While Argwal remains vague on what exactly Deep Roots’ findings provide that could be so influential, he maintains that should the information fall into the wrong hands, they would understand what makes “voters tick”, and therefore have the ability to sway an election, though this is mere speculation at this point.
This is how UpGuard’s Chris Vickery, cyber risk analyst, explain the potential threat that this information could pose:
"There is nothing more valuable to some people out there than this kind of information," Upguard's Vickery added. "This is what you can use to steal an election at the state and local level. It tells you who you need to advertise to to swing votes."
However, obviously the Republican National Committee had this information during the 2016 election, and perhaps it allowed for targeted advertising that contributed to Donald Trump’s victory.
Some publications speculate that should the information fall into the hands of, say, Russia, that they could somehow sway the election. However, it is unclear how Russia would be able to run advertisements of any real scale or impact on American television to do so. But, as is the case in 2017, Russia must be involved, somehow, even when it makes little to no sense for them to be.
For example, Vickery also said this:
"There is nothing more valuable to some people out there than this kind of information. This is what you can use to steal an election at the state and local level. It tells you who you need to advertise to swing votes."

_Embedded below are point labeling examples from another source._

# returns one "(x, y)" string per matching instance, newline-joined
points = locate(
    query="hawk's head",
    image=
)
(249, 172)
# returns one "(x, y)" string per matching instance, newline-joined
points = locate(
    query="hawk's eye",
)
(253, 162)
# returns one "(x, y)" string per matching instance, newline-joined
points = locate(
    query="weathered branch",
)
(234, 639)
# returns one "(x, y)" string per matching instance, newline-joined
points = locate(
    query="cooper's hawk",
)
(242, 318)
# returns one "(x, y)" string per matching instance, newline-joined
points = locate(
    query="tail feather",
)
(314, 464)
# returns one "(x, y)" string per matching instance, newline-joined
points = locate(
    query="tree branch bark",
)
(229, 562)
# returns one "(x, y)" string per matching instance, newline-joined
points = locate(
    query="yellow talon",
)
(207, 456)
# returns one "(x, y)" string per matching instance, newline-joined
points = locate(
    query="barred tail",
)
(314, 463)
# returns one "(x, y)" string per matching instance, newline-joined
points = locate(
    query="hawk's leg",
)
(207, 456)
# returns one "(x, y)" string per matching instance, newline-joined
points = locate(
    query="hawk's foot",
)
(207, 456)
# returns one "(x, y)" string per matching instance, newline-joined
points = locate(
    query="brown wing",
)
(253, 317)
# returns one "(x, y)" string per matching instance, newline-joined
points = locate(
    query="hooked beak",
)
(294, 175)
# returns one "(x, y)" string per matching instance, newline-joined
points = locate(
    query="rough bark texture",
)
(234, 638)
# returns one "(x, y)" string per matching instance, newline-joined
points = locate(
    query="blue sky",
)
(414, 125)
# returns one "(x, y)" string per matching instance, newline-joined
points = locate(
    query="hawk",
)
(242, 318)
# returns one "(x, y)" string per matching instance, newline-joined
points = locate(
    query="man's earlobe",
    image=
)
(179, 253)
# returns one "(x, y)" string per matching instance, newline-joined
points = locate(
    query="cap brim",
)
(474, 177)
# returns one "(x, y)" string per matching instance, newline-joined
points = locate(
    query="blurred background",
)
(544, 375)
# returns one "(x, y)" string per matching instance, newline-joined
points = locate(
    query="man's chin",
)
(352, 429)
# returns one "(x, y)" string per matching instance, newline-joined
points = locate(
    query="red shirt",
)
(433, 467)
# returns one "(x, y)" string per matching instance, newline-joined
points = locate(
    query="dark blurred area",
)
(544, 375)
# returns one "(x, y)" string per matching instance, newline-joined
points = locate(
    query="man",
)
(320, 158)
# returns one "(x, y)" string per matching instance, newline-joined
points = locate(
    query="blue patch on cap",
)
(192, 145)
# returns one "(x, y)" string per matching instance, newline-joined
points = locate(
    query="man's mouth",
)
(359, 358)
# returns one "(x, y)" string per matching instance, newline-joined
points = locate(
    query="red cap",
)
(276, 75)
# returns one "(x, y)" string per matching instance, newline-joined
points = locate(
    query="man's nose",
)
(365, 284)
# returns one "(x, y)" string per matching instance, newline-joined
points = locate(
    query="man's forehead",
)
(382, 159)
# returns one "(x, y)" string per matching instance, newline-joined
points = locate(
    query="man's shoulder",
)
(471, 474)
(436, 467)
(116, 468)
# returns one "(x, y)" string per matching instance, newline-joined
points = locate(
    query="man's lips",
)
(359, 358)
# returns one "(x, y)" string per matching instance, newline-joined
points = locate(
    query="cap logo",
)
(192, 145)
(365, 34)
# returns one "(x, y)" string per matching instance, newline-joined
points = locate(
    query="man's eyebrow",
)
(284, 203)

If this is the case, why didn’t the Democrats employ such analytic measures via a firm similar to Deep Roots? Nobody has asserted it is illegal, so how would a party as seemingly savvy as the Democrats not have discovered such a tactic by now?
Perhaps, Democrats have not.
One Republican strategist said this:
"It's silly of Deep Root to have let that happen," the strategist said. "But I think that, overall, this story is a positive and shows that Republicans are ahead of democrats."
They certainly are in the polls, and if in fact the Democrats did not employ polling analytics as Deep Roots did, then it would appear Republicans are ahead in that respect as well.
However, as to the damage of these particular leaks, it seems that paranoia about foreign intervention-the narrative of the day- is the only significant cause for concern.